ADR-0091: Alerting Source Selection and On-Call Agent Runtime
Status: Proposed
Date: 2026-05-15 UTC
Last updated: 2026-05-15 UTC (third amend — codename Watchpost → EyeTok; FLAG_CONSOLE_INCIDENTS locked)
Author: raxx-software-architect
Design doc: docs/architecture/eyetok-oncall-agent-2026-05-15.md
Request source: Operator morning standup 2026-05-15 UTC
Context
Raxx is T-8 days from v1 launch (2026-05-23 UTC). The operator needs an always-on triage layer that translates application signals into actionable Slack posts with a structured ticket trail. Two alerting sources are available: Sentry (already provisioned) and Splunk (operator-run EC2). The agent must run somewhere persistent with a webhook-addressable endpoint.
Three questions require architectural decisions:
- Which alerting source — Sentry, Splunk, or both layered?
- Where does the on-call agent (EyeTok) run?
- How does the agent authenticate to Slack, FreeScout, GitHub, and Sentry?
Decision 1: Sentry as primary alerting source (Splunk deferred)
Chosen: Sentry-primary. Splunk added in v1.1 only if infrastructure-layer blind spots materialise.
Rationale: - Sentry is already wired to Raptor, Console, and Queue (Queue DSN added in #2142). It captures the error classes most likely to cause user-visible incidents at v1 scale. - Sentry has native Slack integration and webhook alert rules. Zero-code baseline is achievable in hours. - Splunk on EC2 requires forwarder configuration, saved-search maintenance, and a scheduled alerting mechanism. The operational cost is disproportionate to v1's ~10-user scale. - Splunk Cloud alerting adds ~$150+/mo; self-hosted alerting scheduler adds EC2 maintenance.
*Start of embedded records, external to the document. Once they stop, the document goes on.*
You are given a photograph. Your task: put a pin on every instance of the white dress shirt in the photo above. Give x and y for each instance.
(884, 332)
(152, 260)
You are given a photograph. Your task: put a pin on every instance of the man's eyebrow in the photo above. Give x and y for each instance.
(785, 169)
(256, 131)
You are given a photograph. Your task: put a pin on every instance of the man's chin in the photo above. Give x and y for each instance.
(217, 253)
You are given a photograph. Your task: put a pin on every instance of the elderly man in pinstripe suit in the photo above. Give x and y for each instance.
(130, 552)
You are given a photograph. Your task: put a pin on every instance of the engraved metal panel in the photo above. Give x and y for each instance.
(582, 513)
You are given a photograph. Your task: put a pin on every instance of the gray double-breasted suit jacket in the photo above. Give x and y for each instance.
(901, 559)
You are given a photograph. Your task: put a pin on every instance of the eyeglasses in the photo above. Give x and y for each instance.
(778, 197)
Neither is justified pre-launch. - Sentry Team plan (~$26/mo) covers 10K errors/mo — sufficient for v1.
What Sentry does not cover: infrastructure-level signals (disk, memory, H12 dyno timeouts outside SDK scope, EC2 health). These are accepted blind spots for v1. If an infrastructure signal causes a user-visible incident and Sentry does not catch it, the blind spot is re-evaluated for v1.1.
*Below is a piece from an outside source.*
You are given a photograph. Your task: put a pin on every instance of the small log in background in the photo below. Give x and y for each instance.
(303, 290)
Alternatives considered: - Splunk-primary: Broader infrastructure coverage but slower to stand up, higher cost, and requires the operator to maintain a Splunk saved-search pipeline. Rejected for launch. - Both layered at launch: Full coverage but doubles integration surface. Risk of duplicate alerts, alert fatigue, and two-system maintenance burden during a critical launch window. Rejected for launch; deferred to v1.1. - CloudWatch + SNS: Would add another AWS dependency. Raptor/Queue are on Heroku, not EC2. Mismatch. Rejected.
Consequences:
- Infrastructure-layer blind spots accepted until v1.1 Splunk layer.
- Sentry alert rule maintenance (ownership of alert rule YAML or UI config) falls to the operator or sre-agent.
- Sentry error budget (10K errors/mo) must be monitored. If Raptor or Queue becomes noisy, sample-rate tuning is needed before the budget is exhausted.
Decision 2: EyeTok runs as a Heroku worker dyno
Chosen: New Heroku apps raxx-eyetok-staging and raxx-eyetok-prod with a worker dyno.
Rationale:
- Heroku Standard-1X dyno ($25/mo) provides a persistent process with an HTTPS webhook endpoint — what Sentry requires to deliver alerts.
- Integrates with existing Heroku estate (same infra patterns, same heroku config:set credential management, same heroku logs observability).
- Crash recovery: Heroku restarts the dyno within seconds. EC2 process management (systemd, monit) would require more operator overhead.
- Anthropic-hosted cloud sessions (the operator's preferred Option B) are future work, not available for v1 (per project_claude_menu_current_vs_future.md).
- EC2 co-location with Splunk was considered but rejected: ties EyeTok uptime to Splunk EC2 uptime, which is the wrong dependency for an on-call agent. If Splunk EC2 is down, the on-call agent must still be reachable.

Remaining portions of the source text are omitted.